Beyond the discussions, their time in the garden provides students with a real, visceral reinforcement of the abstract. Planting a seed and seeing the seedling sprout days later is biology in action. Picking beans for an hour in the heat of a September afternoon will never match what a migrant farm laborer experiences working fourteen-hour days, but it opens a small window into that experience. It allows students to make a connection between reading about the plight of laborers and what the student experienced of the tedium and discomfort of doing stoop labor. Carrying fifty pounds of freshly dug carrots into the CRMS kitchen is a real and tangible alternative to eating carrots trucked thousands of miles: it illustrates the local food movement on the most basic level.

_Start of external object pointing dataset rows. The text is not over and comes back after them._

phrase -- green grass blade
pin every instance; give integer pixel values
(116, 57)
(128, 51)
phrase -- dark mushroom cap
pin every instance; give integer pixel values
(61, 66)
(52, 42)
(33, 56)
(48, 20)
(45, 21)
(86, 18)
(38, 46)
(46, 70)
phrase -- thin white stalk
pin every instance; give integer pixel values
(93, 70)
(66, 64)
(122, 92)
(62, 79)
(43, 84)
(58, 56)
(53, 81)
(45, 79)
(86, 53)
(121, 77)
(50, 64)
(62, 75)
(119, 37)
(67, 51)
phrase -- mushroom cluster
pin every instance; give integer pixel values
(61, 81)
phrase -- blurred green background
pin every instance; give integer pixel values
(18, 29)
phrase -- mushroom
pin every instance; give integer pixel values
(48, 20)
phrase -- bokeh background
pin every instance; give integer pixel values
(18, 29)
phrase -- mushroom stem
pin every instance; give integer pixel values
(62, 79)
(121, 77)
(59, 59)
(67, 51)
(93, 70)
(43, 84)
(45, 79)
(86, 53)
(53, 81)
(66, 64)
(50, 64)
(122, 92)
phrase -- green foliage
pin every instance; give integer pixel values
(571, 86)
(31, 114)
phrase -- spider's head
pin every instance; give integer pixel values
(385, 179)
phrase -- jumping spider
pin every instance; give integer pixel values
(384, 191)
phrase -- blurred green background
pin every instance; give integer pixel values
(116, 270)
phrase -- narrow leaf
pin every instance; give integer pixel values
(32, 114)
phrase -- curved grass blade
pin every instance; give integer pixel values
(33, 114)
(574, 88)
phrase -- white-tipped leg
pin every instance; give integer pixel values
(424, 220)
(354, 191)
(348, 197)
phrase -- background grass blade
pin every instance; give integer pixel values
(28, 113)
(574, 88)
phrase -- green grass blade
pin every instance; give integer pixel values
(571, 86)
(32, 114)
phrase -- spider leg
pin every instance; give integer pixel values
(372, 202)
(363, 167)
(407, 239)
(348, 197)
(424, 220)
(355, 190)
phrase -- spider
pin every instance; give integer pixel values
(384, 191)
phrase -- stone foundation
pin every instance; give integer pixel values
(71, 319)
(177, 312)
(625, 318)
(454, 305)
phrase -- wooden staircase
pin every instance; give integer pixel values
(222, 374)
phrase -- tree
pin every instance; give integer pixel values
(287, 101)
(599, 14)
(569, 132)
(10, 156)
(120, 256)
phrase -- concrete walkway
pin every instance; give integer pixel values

On the abstract level, time in the garden provides students with a chance to see that an activity, which is good for the community and the world, can also provide personal satisfaction—that there is joy in a job well done. Most important, time in the garden provides students with a way to make a connection between thinking and doing—that the two aspects, the theoretical and the practical, need to be linked for a meaningful life.Students at CRMS have always had a talent for relating the many reference points from their time in the classroom and in the active curriculum in order to create a cohesive whole—to leave CRMS and do amazing things. I believe our job as educators is to provide content and context but to step back and trust that, with time, our students will do the heavy lifting and make the intellectual and practical connections to create the world they want.